Vladeck referred to Saudi Crown Prince Mohammed bin Salman, whom the CIA concluded ordered the assassination of Post contributing columnist and Saudi critic Jamal Khashoggi inside the Saudi Consulate in Istanbul in 2018. Khashoggi’s death sparked global outcry but limited legal consequences for senior leaders of the strategically located oil kingdom.

“Today, we send a message to the torturers and human rights abusers of Egypt’s corrupt and brutal regime that they cannot commit crimes against humanity and then seek safe haven in the United States and walk the streets of America’s cities with impunity,” said Lewis, of Lewis Baach Kaufmann Middlemiss.

Lewis added that the IMF’s employment of “a torturer and human rights abuser” of thousands of free speech advocates is “a stain on the organization.”

The IMF had no immediate comment.

Soltan asserts in his lawsuit that Beblawi authorized the Egyptian cabinet and the then-interior minister, to violently disperse the protests. Beblawi later confirmed to Egyptian media that “close to 1,000” deaths resulted, adding, “We expected much more,” the lawsuit said.

Soltan was interrogated by Egypt’s chief of state security prosecutions and singled out for helping foreign media “embarrass Egypt before the world,” for his U.S. citizenship and his father’s status, the suit states.

“They knew who he was,” Lewis said.

Soltan was convicted in a mass trial and sentenced to life in prison after being charged with broadcasting “false news,” spreading “terror,” damaging the state’s prestige and disturbing national and public security.

Since returning to the United States, Soltan has become an advocate for Egyptian prisoners — including five U.S. citizens — arguing that silence by Washington is taken by regimes as consent. He said it is in America’s interest to counter the radicalization of a generation of Egyptian dissidents, who may differ on many fronts but agree on “hatred of the United States” for enabling Sissi.

Amid a bleak landscape of injustice and authoritarianism in 2020, Soltan said of the lawsuit, “It’s sort of a little light in a very, very dark time.”

Soltan is recently married and lives in Fairfax near three of his four siblings.

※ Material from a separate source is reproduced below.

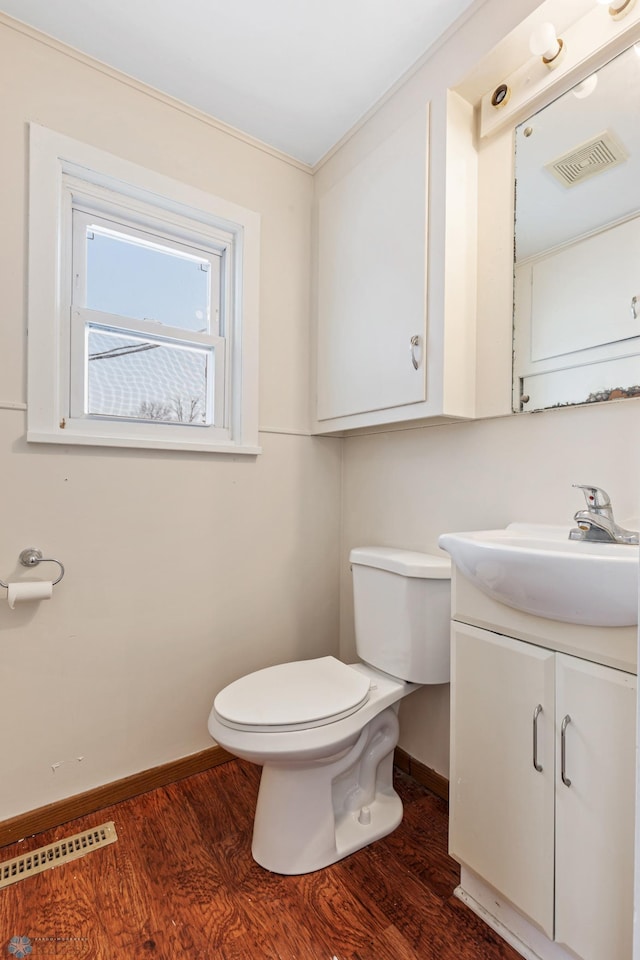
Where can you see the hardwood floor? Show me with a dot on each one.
(181, 882)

He said he continues to get “calls in the middle in the night” about friends or an uncle arrested; his father punished; and prisoners in cases he is working on — including one who recently died from medical neglect.

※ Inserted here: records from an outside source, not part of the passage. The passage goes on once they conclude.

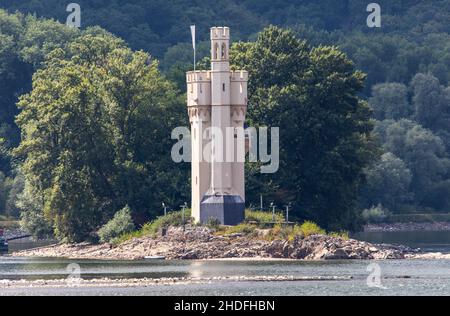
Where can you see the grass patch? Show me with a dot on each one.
(300, 231)
(417, 218)
(9, 223)
(246, 229)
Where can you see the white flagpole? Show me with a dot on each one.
(193, 45)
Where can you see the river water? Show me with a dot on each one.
(402, 277)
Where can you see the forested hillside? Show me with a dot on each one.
(407, 62)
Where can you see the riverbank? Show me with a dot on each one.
(144, 282)
(407, 227)
(200, 243)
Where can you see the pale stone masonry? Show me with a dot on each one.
(217, 98)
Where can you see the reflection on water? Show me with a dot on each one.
(427, 241)
(404, 277)
(400, 277)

He also still bears burn marks on his neck, bullet scars, and limited strength and motion in his left arm.

But worse he said is a “perpetual trauma” that includes nightmares of the inmate who guards put in his cell to die beside him, the screams of other prisoners being beaten, and the torture of his father within earshot.

“Living with this is extremely painful,” Soltan said.

“Having firsthand knowledge of the level of brutality and inhumanity” prisoners face, of having freedom, will and dignity “stripped away from you,” Soltan said, “I have to attempt to get some justice.”